In many organizations, the most effective approach is a hybrid model:
- Domain-specific AI platforms manage workflows, predictions, and financial decision support.
- General AI tools support language-related tasks such as drafting emails, summarizing conversations, and assisting with documentation.
This combination allows finance teams to benefit from AI while maintaining the operational rigor required for financial processes.
The Strategic Takeaway
The biggest risk with DIY AI in Accounts Receivable is not simply technical. It is the risk of false confidence.
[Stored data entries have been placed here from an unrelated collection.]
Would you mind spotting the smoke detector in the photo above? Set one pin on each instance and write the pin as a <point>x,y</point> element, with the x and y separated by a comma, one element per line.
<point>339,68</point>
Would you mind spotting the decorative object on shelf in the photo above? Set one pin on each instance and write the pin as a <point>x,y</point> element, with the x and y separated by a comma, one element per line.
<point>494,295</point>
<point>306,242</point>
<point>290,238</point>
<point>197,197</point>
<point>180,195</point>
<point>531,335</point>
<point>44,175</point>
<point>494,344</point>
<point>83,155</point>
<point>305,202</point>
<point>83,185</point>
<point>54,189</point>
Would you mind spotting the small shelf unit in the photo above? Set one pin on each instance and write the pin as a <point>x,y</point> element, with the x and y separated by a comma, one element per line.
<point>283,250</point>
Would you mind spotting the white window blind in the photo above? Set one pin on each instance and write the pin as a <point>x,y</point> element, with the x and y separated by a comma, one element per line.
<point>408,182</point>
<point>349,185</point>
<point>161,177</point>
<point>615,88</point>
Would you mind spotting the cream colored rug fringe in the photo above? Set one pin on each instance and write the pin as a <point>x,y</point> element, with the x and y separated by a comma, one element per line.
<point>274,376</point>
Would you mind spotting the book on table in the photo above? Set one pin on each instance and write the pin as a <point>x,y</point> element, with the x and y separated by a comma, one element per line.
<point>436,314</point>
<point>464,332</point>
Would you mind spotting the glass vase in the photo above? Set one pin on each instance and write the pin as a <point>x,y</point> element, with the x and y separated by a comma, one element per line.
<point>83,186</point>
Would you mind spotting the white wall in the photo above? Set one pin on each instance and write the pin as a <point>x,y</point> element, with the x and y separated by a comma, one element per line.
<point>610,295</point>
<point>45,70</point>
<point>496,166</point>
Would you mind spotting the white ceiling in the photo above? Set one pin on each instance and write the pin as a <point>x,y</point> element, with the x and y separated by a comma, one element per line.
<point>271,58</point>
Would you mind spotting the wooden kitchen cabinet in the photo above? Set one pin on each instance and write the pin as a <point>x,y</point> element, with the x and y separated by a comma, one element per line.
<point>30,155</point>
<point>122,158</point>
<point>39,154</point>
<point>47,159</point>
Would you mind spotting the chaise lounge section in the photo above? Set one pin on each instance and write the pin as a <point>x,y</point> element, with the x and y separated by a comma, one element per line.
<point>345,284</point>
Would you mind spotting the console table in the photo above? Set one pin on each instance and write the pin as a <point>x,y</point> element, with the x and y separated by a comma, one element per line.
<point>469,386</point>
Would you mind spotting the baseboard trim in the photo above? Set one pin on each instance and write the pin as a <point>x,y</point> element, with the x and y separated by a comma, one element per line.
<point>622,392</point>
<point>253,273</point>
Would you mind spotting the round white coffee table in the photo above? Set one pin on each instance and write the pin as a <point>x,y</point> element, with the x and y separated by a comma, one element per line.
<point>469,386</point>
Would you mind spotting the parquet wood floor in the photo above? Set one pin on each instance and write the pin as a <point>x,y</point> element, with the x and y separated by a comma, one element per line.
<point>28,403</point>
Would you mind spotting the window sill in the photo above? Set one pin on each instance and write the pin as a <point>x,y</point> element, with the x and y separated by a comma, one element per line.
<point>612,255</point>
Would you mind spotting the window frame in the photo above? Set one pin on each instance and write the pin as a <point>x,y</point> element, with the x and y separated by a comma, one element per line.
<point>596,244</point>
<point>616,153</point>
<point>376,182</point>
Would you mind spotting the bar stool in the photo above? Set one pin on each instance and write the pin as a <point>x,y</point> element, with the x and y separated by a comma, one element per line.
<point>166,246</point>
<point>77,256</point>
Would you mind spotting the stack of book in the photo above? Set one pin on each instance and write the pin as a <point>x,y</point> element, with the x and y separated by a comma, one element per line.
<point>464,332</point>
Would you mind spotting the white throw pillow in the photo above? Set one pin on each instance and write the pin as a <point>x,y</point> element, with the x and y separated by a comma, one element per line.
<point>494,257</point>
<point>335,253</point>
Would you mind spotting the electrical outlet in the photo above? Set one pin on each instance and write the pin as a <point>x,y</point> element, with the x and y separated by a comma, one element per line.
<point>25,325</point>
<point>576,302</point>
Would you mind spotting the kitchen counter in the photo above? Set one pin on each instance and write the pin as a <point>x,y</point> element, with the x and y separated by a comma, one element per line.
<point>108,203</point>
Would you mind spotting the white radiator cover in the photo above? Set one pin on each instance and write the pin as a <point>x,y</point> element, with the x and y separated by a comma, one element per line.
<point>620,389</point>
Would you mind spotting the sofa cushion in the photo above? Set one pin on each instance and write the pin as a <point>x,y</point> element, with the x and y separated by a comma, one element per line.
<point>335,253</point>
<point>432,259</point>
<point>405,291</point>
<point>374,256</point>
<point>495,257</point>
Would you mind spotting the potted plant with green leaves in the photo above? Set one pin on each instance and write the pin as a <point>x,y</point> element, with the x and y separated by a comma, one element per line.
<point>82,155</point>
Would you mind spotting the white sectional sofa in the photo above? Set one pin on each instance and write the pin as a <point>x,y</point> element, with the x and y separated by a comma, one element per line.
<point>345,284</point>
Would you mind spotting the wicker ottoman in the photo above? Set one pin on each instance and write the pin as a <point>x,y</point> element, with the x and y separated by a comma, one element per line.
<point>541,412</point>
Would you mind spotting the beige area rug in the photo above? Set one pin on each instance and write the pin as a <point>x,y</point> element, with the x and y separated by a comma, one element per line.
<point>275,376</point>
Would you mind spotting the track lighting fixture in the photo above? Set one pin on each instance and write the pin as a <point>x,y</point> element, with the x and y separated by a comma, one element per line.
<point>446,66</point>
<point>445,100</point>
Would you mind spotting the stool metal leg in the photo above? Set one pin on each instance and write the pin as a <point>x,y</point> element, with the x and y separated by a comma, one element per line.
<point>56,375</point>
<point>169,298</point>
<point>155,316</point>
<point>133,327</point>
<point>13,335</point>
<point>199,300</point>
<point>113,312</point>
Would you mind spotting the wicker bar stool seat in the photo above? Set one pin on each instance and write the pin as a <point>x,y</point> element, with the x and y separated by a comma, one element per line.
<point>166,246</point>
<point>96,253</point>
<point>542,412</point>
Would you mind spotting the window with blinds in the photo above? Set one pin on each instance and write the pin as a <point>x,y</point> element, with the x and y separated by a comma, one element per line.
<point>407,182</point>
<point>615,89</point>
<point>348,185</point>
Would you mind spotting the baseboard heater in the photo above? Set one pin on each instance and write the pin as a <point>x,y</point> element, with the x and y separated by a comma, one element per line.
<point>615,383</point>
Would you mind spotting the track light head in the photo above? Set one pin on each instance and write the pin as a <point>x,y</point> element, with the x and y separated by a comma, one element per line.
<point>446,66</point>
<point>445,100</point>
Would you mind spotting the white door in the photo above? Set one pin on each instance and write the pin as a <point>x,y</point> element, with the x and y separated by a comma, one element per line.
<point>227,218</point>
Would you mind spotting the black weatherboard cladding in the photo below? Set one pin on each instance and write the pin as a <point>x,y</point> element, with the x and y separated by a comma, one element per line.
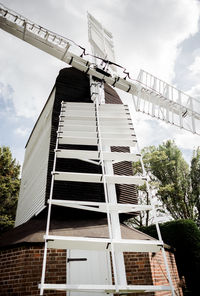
<point>73,86</point>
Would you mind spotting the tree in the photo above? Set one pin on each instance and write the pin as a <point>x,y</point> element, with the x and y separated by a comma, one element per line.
<point>177,185</point>
<point>195,180</point>
<point>9,184</point>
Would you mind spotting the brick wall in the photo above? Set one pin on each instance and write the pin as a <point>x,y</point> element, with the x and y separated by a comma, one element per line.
<point>149,269</point>
<point>20,271</point>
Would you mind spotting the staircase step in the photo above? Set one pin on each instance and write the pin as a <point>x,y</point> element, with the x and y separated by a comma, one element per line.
<point>105,288</point>
<point>92,243</point>
<point>100,206</point>
<point>98,178</point>
<point>87,154</point>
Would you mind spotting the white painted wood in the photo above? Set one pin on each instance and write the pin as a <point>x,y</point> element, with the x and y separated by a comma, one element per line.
<point>87,154</point>
<point>102,244</point>
<point>106,288</point>
<point>101,206</point>
<point>95,271</point>
<point>131,141</point>
<point>34,171</point>
<point>97,178</point>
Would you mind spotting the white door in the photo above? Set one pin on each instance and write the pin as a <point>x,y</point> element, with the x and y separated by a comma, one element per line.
<point>88,267</point>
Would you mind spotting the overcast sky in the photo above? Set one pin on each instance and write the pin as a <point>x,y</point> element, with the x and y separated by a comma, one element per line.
<point>159,36</point>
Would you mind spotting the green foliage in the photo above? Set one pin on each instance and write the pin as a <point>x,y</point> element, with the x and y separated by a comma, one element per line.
<point>178,186</point>
<point>184,236</point>
<point>195,180</point>
<point>9,184</point>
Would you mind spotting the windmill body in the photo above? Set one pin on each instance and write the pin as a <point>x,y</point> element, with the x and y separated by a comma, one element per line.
<point>78,163</point>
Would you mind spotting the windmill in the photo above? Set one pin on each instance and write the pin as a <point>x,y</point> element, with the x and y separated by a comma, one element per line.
<point>105,126</point>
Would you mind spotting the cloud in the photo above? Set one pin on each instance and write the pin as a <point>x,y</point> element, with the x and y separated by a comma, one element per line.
<point>194,68</point>
<point>147,34</point>
<point>21,131</point>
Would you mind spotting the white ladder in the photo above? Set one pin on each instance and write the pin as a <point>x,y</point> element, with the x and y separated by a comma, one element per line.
<point>88,124</point>
<point>178,109</point>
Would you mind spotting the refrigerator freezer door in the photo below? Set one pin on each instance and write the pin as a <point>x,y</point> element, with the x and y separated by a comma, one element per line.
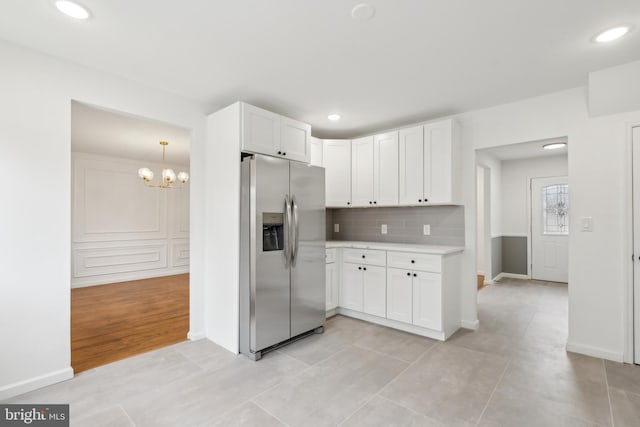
<point>308,271</point>
<point>270,294</point>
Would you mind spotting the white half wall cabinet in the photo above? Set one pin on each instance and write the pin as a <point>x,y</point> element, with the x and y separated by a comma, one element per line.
<point>413,292</point>
<point>121,229</point>
<point>414,166</point>
<point>269,133</point>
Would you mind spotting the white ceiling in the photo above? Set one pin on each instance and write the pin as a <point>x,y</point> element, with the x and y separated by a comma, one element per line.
<point>526,150</point>
<point>98,131</point>
<point>415,60</point>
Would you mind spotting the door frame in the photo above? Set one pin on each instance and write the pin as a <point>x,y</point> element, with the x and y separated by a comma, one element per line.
<point>530,222</point>
<point>628,315</point>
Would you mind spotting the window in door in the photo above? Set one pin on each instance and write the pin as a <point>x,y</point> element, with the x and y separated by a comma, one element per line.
<point>555,209</point>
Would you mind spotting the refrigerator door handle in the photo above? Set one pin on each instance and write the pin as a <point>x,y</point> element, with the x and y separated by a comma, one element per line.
<point>287,229</point>
<point>296,228</point>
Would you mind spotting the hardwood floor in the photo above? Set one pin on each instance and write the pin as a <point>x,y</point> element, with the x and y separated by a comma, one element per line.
<point>116,321</point>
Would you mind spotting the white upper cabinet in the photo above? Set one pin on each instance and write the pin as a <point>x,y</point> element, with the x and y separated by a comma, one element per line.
<point>316,152</point>
<point>274,135</point>
<point>385,169</point>
<point>428,164</point>
<point>336,158</point>
<point>411,153</point>
<point>362,171</point>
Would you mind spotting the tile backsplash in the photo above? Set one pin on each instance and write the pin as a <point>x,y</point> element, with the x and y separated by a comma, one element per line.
<point>404,224</point>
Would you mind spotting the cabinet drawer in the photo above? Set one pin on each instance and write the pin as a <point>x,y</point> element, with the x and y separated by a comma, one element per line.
<point>330,255</point>
<point>413,261</point>
<point>365,256</point>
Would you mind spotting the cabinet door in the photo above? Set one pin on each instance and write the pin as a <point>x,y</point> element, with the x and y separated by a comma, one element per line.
<point>260,130</point>
<point>438,162</point>
<point>337,164</point>
<point>427,300</point>
<point>399,295</point>
<point>331,286</point>
<point>316,152</point>
<point>362,171</point>
<point>351,287</point>
<point>385,169</point>
<point>295,142</point>
<point>375,290</point>
<point>411,158</point>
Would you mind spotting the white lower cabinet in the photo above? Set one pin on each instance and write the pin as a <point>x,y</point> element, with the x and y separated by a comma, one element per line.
<point>399,295</point>
<point>427,300</point>
<point>351,291</point>
<point>332,286</point>
<point>374,290</point>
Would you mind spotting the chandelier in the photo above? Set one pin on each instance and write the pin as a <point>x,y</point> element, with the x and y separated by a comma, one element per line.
<point>168,175</point>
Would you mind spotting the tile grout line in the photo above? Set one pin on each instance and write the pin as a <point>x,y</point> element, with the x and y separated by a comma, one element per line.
<point>504,371</point>
<point>386,385</point>
<point>606,381</point>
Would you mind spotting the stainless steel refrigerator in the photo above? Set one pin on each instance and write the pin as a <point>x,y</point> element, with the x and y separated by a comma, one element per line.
<point>282,252</point>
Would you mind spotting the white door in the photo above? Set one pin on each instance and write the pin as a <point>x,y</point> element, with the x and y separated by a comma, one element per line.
<point>399,295</point>
<point>385,169</point>
<point>550,229</point>
<point>636,242</point>
<point>411,153</point>
<point>351,287</point>
<point>261,130</point>
<point>331,286</point>
<point>316,152</point>
<point>336,157</point>
<point>427,300</point>
<point>375,290</point>
<point>295,140</point>
<point>362,171</point>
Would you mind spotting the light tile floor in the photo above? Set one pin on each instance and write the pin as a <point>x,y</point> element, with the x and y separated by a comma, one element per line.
<point>513,371</point>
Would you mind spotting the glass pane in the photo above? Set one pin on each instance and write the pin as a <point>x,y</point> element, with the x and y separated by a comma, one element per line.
<point>555,209</point>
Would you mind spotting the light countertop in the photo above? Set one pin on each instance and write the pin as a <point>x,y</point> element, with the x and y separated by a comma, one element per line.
<point>399,247</point>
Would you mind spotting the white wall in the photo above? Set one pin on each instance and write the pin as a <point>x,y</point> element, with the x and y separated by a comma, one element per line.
<point>121,229</point>
<point>35,219</point>
<point>597,169</point>
<point>516,177</point>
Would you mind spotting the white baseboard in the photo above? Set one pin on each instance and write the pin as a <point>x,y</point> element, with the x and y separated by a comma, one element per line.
<point>35,383</point>
<point>594,352</point>
<point>195,336</point>
<point>511,276</point>
<point>470,324</point>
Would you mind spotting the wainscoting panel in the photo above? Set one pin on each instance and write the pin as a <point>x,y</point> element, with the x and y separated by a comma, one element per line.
<point>123,230</point>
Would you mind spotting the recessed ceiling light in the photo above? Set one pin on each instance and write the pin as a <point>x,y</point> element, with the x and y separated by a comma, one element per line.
<point>72,9</point>
<point>554,146</point>
<point>362,12</point>
<point>611,34</point>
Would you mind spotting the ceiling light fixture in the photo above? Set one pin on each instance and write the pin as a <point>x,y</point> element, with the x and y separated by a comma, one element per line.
<point>72,9</point>
<point>362,12</point>
<point>611,34</point>
<point>554,146</point>
<point>168,175</point>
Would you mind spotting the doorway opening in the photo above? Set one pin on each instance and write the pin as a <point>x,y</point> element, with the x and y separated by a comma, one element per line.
<point>129,242</point>
<point>522,214</point>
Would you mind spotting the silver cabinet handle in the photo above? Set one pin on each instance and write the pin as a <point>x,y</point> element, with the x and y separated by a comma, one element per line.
<point>296,229</point>
<point>287,229</point>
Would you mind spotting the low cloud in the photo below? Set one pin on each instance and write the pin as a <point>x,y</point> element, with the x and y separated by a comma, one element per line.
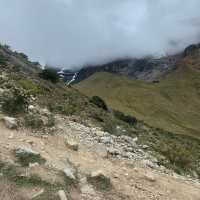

Generic AI systems may produce convincing responses that appear helpful, even when they are operationally incorrect or incomplete. In financial workflows where accuracy, compliance, and traceability are essential, this gap creates significant operational risk.
As AI adoption accelerates in finance, the key question is not whether AI should be used. It is how to apply it in a way that aligns with the complexity and governance requirements of Order-to-Cash operations.
For most organizations, that means combining the strengths of domain-specific financial AI with the flexibility of modern language models.
Platforms such as Sidetrade’s O2C Intelligence Platform combine domain-specific intelligence, governed execution, and AI-guided workflows to help finance teams act with more precision and improve cash performance with greater confidence.
FAQ
What are the risks of using DIY AI in accounts receivable?
DIY AI tools can introduce risks related to data security, governance, workflow integration, operational accuracy, and compliance.
Why is generic AI limited for finance workflows?
Generic AI lacks specialized understanding of Order-to-Cash operations such as dispute management, collections prioritization, and deduction handling. The time and tokens required to get generic LLMs up to speed often makes off-the-shelf domain-specific more cost effective.
How can AI improve accounts receivable processes safely?
Organizations can use domain-specific AI platforms that integrate with ERP systems, automate workflows, and provide auditability and governance controls for better finance outcomes and more efficient execution.
What is a hybrid AI approach in finance?
A hybrid approach combines domain-specific AI for operational execution with general AI tools for drafting emails, summarizing conversations, and documentation support.